In two recent major cases the prosecutors were unable to get grand jury indictments: the police shooting of Michael Brown in Ferguson, Mo. and the police chokehold death of Eric Garner in Staten Island. That scenario in these two cases was different from a Hollywood trial where an eager, young prosecutor confronts an experienced, confident defense attorney and the film is absorbed with the juristic battle between them.
The defendant has no right to legal representation in a grand jury. The presentation of evidence is solely in the hands of the prosecutor. There is no defense attorney to question witnesses and challenge the relevancy of evidence.
The purpose of the grand jury is to second guess the police and assess the relevance of the evidence to the alleged violation of the criminal law.
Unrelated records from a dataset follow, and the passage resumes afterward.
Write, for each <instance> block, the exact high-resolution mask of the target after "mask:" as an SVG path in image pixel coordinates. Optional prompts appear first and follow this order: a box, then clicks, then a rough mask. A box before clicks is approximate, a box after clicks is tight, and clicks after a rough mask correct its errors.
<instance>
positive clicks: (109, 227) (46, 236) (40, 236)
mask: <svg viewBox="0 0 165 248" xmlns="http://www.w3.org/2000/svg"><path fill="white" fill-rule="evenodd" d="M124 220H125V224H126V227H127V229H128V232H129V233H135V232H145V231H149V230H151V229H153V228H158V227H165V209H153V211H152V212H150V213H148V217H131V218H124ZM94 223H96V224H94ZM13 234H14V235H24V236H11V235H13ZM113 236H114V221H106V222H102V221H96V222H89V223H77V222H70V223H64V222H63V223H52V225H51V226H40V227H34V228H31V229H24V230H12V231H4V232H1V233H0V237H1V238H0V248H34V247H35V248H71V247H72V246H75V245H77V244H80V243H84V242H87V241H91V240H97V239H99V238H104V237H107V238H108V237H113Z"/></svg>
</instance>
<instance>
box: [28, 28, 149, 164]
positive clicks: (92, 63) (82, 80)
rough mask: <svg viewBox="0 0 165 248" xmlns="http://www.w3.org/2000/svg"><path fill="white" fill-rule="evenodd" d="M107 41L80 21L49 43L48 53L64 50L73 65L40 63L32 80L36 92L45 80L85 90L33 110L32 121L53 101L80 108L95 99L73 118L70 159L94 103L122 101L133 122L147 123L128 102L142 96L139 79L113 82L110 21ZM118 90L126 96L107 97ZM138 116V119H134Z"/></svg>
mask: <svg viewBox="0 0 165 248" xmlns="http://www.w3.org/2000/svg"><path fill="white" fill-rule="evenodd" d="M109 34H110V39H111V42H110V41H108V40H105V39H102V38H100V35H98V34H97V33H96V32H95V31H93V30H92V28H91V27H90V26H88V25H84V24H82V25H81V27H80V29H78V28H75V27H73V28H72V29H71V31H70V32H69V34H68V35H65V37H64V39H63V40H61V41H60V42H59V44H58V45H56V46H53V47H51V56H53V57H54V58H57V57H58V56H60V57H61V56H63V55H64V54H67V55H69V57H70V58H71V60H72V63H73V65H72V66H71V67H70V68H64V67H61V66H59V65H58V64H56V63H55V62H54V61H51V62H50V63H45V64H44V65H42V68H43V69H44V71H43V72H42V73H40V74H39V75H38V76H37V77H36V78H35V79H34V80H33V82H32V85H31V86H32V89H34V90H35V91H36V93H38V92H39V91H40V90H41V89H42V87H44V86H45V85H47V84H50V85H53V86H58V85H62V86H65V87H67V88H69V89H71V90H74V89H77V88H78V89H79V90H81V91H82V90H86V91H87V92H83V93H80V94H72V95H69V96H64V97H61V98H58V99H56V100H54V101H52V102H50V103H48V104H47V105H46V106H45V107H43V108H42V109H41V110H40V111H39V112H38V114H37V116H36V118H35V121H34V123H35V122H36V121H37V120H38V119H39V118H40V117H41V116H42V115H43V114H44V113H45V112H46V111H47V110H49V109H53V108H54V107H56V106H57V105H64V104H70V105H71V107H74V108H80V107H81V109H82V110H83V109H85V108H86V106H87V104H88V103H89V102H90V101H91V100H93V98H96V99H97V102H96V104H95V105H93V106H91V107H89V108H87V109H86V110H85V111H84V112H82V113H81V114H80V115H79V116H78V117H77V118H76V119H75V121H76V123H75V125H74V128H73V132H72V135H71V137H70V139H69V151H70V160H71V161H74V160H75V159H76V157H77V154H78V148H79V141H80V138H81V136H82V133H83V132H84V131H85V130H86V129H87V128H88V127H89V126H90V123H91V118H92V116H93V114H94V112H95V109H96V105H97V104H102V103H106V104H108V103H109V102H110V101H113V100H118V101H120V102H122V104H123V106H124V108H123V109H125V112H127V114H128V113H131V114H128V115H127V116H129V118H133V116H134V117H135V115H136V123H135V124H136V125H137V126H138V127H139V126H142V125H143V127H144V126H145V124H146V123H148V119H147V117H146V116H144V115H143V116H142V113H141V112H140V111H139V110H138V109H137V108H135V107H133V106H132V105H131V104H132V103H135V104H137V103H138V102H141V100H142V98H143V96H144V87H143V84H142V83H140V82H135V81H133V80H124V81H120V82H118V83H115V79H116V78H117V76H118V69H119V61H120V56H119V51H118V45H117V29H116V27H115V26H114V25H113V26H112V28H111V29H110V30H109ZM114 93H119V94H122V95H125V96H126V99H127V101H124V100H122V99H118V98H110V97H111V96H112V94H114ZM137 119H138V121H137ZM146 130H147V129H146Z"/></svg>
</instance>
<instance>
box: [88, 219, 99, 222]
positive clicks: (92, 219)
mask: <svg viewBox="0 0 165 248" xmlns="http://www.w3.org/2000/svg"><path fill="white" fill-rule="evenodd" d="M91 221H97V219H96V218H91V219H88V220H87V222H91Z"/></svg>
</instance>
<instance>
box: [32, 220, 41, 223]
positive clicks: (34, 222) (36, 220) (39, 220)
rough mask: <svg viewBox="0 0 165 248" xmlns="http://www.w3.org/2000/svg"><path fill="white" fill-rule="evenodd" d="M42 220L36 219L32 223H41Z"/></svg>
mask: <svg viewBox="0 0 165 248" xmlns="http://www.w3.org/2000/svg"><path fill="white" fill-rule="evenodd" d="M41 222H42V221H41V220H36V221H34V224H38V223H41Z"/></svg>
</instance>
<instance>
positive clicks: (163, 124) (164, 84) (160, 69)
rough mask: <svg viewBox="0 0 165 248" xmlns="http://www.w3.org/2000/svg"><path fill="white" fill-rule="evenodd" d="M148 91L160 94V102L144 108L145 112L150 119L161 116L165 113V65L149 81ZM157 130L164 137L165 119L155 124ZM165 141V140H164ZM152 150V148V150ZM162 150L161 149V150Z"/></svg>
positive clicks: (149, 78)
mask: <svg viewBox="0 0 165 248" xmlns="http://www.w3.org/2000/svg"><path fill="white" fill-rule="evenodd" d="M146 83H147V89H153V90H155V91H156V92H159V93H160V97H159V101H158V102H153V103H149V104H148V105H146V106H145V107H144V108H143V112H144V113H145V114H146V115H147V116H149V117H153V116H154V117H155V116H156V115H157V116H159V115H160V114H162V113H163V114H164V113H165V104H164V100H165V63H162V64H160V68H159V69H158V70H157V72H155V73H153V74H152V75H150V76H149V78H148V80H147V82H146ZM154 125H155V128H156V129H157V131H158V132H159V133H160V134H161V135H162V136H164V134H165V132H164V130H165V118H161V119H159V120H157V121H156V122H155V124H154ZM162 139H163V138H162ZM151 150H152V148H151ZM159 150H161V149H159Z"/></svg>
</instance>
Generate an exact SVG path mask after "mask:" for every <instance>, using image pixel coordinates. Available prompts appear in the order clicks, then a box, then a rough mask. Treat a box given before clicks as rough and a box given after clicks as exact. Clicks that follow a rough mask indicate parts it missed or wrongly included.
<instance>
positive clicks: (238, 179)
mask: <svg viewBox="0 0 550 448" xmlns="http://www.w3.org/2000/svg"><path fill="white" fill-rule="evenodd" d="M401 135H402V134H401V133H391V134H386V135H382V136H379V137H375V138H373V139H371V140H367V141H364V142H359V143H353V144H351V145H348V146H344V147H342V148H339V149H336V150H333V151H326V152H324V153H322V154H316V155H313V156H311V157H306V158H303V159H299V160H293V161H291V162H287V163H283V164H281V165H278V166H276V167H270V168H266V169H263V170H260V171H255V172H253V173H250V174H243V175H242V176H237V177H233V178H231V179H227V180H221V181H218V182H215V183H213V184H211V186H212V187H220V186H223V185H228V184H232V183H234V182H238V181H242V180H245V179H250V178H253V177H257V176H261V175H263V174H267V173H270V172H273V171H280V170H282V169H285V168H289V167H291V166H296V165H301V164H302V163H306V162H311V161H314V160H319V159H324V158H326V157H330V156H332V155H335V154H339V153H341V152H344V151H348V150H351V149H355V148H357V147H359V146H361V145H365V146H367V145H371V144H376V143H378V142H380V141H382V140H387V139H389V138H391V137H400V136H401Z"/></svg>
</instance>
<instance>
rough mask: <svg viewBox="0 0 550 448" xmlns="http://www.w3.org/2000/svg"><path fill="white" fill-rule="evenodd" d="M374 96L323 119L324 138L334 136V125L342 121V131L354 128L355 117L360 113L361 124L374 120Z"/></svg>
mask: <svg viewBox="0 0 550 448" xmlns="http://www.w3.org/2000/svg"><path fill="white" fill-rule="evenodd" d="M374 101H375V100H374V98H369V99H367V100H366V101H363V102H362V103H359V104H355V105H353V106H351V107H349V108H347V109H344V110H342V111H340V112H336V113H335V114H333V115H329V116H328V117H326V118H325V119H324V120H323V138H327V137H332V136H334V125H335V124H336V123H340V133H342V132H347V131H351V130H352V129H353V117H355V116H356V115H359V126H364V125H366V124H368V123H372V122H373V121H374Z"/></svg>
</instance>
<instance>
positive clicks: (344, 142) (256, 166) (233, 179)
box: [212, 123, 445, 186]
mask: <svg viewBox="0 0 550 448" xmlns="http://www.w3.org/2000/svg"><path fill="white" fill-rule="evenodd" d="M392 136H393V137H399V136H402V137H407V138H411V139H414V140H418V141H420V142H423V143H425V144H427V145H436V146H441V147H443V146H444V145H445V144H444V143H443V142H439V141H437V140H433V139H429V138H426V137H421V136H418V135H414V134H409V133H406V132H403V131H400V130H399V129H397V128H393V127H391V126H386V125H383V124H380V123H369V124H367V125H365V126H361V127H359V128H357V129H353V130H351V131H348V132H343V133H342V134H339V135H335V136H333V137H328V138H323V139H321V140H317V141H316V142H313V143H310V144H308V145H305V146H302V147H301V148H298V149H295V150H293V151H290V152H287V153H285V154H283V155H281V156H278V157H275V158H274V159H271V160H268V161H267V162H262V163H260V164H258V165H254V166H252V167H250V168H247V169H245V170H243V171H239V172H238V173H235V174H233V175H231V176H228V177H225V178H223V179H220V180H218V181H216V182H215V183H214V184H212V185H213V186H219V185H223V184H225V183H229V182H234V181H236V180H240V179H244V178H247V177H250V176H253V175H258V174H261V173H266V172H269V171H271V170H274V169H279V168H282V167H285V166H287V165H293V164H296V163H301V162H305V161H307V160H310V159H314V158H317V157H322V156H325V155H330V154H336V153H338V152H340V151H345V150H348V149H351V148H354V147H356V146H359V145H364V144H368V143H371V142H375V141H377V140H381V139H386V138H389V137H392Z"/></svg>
This is a safeguard against politically motivated or inappropriate prosecutions.
With the absence of any legal support for the accused, it is rare that a grand jury fails to indict. It is expected that an indictment from the grand jury is assured. In fact, a severe insult of a litigator is to suggest that he would be unable to get a grand jury indictment in a slam dunk case.
One has to wonder, given the almost assured success of grand jury presentations, whether the prosecutors were absolutely committed to an indictment.
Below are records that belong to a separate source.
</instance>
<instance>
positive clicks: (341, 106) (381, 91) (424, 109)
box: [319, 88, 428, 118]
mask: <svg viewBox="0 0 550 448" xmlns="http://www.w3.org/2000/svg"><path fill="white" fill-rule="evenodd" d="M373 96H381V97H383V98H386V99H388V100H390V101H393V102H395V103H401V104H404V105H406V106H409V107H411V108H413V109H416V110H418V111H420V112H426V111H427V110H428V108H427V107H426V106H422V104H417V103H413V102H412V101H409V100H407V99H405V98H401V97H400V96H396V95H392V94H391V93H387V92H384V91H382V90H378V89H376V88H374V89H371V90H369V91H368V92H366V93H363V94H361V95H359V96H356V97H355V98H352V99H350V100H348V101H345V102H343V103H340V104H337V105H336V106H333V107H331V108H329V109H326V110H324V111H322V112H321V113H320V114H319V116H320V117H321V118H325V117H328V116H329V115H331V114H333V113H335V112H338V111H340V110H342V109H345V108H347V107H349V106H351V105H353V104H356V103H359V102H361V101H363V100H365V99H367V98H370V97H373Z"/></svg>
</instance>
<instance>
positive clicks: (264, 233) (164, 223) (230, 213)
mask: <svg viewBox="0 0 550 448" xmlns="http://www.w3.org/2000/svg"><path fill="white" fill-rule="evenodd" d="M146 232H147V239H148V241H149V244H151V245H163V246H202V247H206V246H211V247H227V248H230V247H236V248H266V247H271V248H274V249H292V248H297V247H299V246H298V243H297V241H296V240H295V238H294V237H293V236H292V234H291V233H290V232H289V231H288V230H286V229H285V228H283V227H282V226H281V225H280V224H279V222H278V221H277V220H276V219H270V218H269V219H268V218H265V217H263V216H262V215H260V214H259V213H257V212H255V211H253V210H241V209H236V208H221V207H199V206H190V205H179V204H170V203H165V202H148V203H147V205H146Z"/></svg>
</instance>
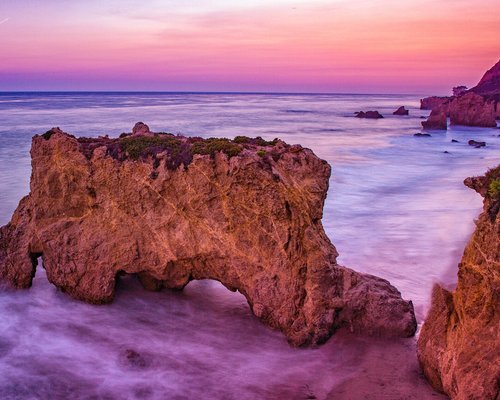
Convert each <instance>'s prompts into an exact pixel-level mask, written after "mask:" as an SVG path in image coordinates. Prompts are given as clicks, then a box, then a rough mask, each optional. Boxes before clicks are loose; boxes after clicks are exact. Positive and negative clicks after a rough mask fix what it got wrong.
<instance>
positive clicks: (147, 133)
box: [132, 122, 154, 136]
mask: <svg viewBox="0 0 500 400" xmlns="http://www.w3.org/2000/svg"><path fill="white" fill-rule="evenodd" d="M132 135H136V136H137V135H138V136H154V134H153V133H152V132H151V131H150V130H149V126H147V125H146V124H145V123H144V122H137V123H136V124H135V125H134V127H133V128H132Z"/></svg>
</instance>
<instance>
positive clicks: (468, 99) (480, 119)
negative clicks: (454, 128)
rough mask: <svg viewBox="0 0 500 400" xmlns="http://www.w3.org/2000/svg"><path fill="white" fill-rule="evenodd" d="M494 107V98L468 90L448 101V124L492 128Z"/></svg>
mask: <svg viewBox="0 0 500 400" xmlns="http://www.w3.org/2000/svg"><path fill="white" fill-rule="evenodd" d="M495 108H496V102H495V100H492V99H488V98H486V97H483V96H480V95H478V94H476V93H474V92H468V93H466V94H464V95H462V96H460V97H457V98H455V99H453V101H451V102H450V104H449V111H448V112H449V115H450V124H451V125H464V126H478V127H492V128H494V127H496V126H497V123H496V121H495Z"/></svg>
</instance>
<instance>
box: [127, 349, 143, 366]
mask: <svg viewBox="0 0 500 400" xmlns="http://www.w3.org/2000/svg"><path fill="white" fill-rule="evenodd" d="M124 356H125V357H124V358H125V361H126V363H127V364H128V365H129V366H131V367H135V368H146V367H147V366H148V363H147V362H146V360H145V359H144V357H143V356H141V355H140V354H139V353H138V352H137V351H135V350H132V349H127V350H125V354H124Z"/></svg>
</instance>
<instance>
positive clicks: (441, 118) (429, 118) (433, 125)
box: [421, 107, 448, 130]
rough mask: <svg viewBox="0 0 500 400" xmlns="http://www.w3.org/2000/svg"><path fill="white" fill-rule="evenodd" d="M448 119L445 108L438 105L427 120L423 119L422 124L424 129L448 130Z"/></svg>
mask: <svg viewBox="0 0 500 400" xmlns="http://www.w3.org/2000/svg"><path fill="white" fill-rule="evenodd" d="M447 121H448V120H447V118H446V112H445V110H444V109H442V108H441V107H437V108H435V109H433V110H432V111H431V115H430V116H429V118H427V120H426V121H422V122H421V124H422V127H423V128H424V129H439V130H446V129H447Z"/></svg>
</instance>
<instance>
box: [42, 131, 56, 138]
mask: <svg viewBox="0 0 500 400" xmlns="http://www.w3.org/2000/svg"><path fill="white" fill-rule="evenodd" d="M53 134H54V131H53V130H52V129H51V130H50V131H47V132H45V133H44V134H43V135H42V137H43V138H44V139H45V140H49V139H50V137H51V136H52V135H53Z"/></svg>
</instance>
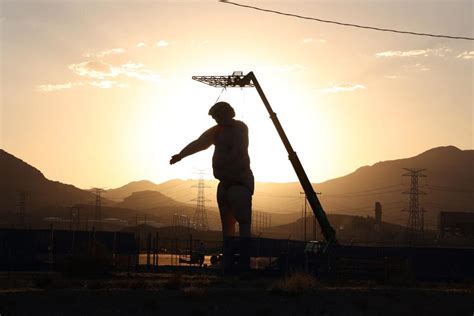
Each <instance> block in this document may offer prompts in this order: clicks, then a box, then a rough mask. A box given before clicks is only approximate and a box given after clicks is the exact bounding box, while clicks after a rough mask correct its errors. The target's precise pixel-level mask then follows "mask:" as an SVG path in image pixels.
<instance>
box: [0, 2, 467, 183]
mask: <svg viewBox="0 0 474 316" xmlns="http://www.w3.org/2000/svg"><path fill="white" fill-rule="evenodd" d="M243 3H246V4H256V5H259V6H262V7H266V8H270V9H274V10H282V11H287V12H292V13H295V14H301V15H307V16H314V17H320V18H323V19H331V20H339V21H344V22H349V23H359V24H367V25H375V26H380V27H388V28H398V29H403V30H413V31H419V32H431V33H447V34H455V35H461V36H471V37H472V36H473V29H474V28H473V20H472V12H473V11H472V10H473V4H472V2H471V1H456V2H451V1H410V2H408V1H377V2H376V3H375V2H373V1H361V2H348V1H314V2H308V1H306V2H303V1H279V2H273V1H258V2H251V1H246V2H243ZM0 25H1V44H2V50H1V67H2V68H1V69H2V71H1V74H2V77H1V88H2V89H1V93H2V102H1V112H0V113H1V136H0V140H1V144H0V145H1V148H3V149H5V150H7V151H8V152H10V153H12V154H14V155H16V156H17V157H19V158H21V159H23V160H25V161H26V162H28V163H30V164H32V165H34V166H35V167H37V168H39V169H40V170H41V171H42V172H43V173H44V174H45V176H46V177H48V178H49V179H53V180H57V181H61V182H65V183H71V184H74V185H76V186H79V187H82V188H89V187H91V186H103V187H108V188H112V187H118V186H121V185H124V184H126V183H128V182H130V181H134V180H140V179H149V180H152V181H155V182H162V181H166V180H168V179H171V178H184V179H186V178H194V177H196V174H194V173H193V172H195V171H196V170H197V169H207V170H208V173H209V177H211V170H210V157H211V155H212V150H208V151H207V152H204V153H200V154H197V155H196V156H193V157H189V158H186V159H185V160H183V161H182V162H181V163H180V164H177V165H174V166H169V164H168V161H169V158H170V156H171V155H172V154H175V153H177V152H178V151H179V150H180V149H181V148H182V147H183V146H184V145H186V144H187V143H188V142H189V141H191V140H193V139H194V138H196V137H198V136H199V135H200V134H201V133H202V132H203V131H204V130H205V129H207V128H209V127H211V126H212V125H213V124H214V122H213V120H212V119H211V118H210V117H209V116H208V115H207V111H208V108H209V107H210V106H211V105H212V104H213V103H214V101H215V100H216V98H217V97H218V95H219V93H220V92H221V91H220V90H219V89H215V88H211V87H208V86H206V85H203V84H201V83H197V82H195V81H192V80H191V76H193V75H213V74H216V75H226V74H231V73H232V72H233V71H234V70H242V71H244V73H247V72H248V71H254V72H255V74H256V75H257V78H258V79H259V82H260V83H261V85H262V87H263V89H264V91H265V93H266V94H267V97H268V99H269V101H270V103H271V104H272V106H273V108H274V111H275V112H276V113H277V114H278V116H279V118H280V120H281V123H282V125H283V127H284V128H285V130H286V132H287V134H288V137H289V139H290V141H291V142H292V145H293V147H294V149H295V151H296V152H297V153H298V155H299V156H300V159H301V161H302V163H303V165H304V167H305V168H306V170H307V173H308V175H309V177H310V180H311V181H312V182H320V181H324V180H327V179H330V178H334V177H338V176H342V175H344V174H347V173H350V172H352V171H354V170H355V169H356V168H358V167H360V166H363V165H367V164H373V163H375V162H377V161H380V160H389V159H397V158H403V157H408V156H413V155H416V154H418V153H420V152H422V151H424V150H427V149H429V148H432V147H436V146H442V145H455V146H457V147H460V148H462V149H472V148H473V130H472V128H473V111H472V109H473V94H472V91H473V60H474V50H473V46H472V42H470V41H455V40H447V39H436V38H428V37H416V36H407V35H398V34H390V33H379V32H373V31H365V30H358V29H351V28H344V27H339V26H334V25H329V24H320V23H316V22H311V21H304V20H298V19H294V18H289V17H282V16H277V15H272V14H268V13H262V12H257V11H252V10H248V9H243V8H237V7H235V6H231V5H228V4H223V3H219V2H217V1H193V2H191V1H140V2H135V1H121V2H120V3H114V2H99V1H97V2H94V1H68V2H63V1H35V2H28V1H2V10H1V17H0ZM221 99H222V100H226V101H228V102H230V103H231V104H233V105H234V107H235V109H236V112H237V118H238V119H241V120H243V121H245V122H246V123H247V124H248V126H249V129H250V138H251V139H250V155H251V160H252V169H253V170H254V173H255V175H256V179H257V180H258V181H280V182H283V181H296V176H295V175H294V172H293V170H292V168H291V165H290V163H289V162H288V159H287V155H286V152H285V151H284V148H283V146H282V144H281V142H280V140H279V139H278V136H277V134H276V131H275V130H274V127H273V126H272V124H271V121H270V120H269V118H268V114H267V113H266V112H265V109H264V107H263V104H262V103H261V101H260V100H259V99H258V97H257V94H256V92H255V91H254V90H250V89H249V90H240V89H234V90H230V89H229V90H227V91H225V92H224V93H223V94H222V98H221Z"/></svg>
In a similar situation, the prosecutor lost in the trial or George Zimmerman for the shooting death of Trayvon Martin in June 2013. Martin was shot while still holding a package of Skittles. That is hardly a posture that calls for self-defense.
Even conservatives wonder about the grand jury decision in the Garner case. It sometimes seems as though there is an official policy to be more tolerant when black males are the victims.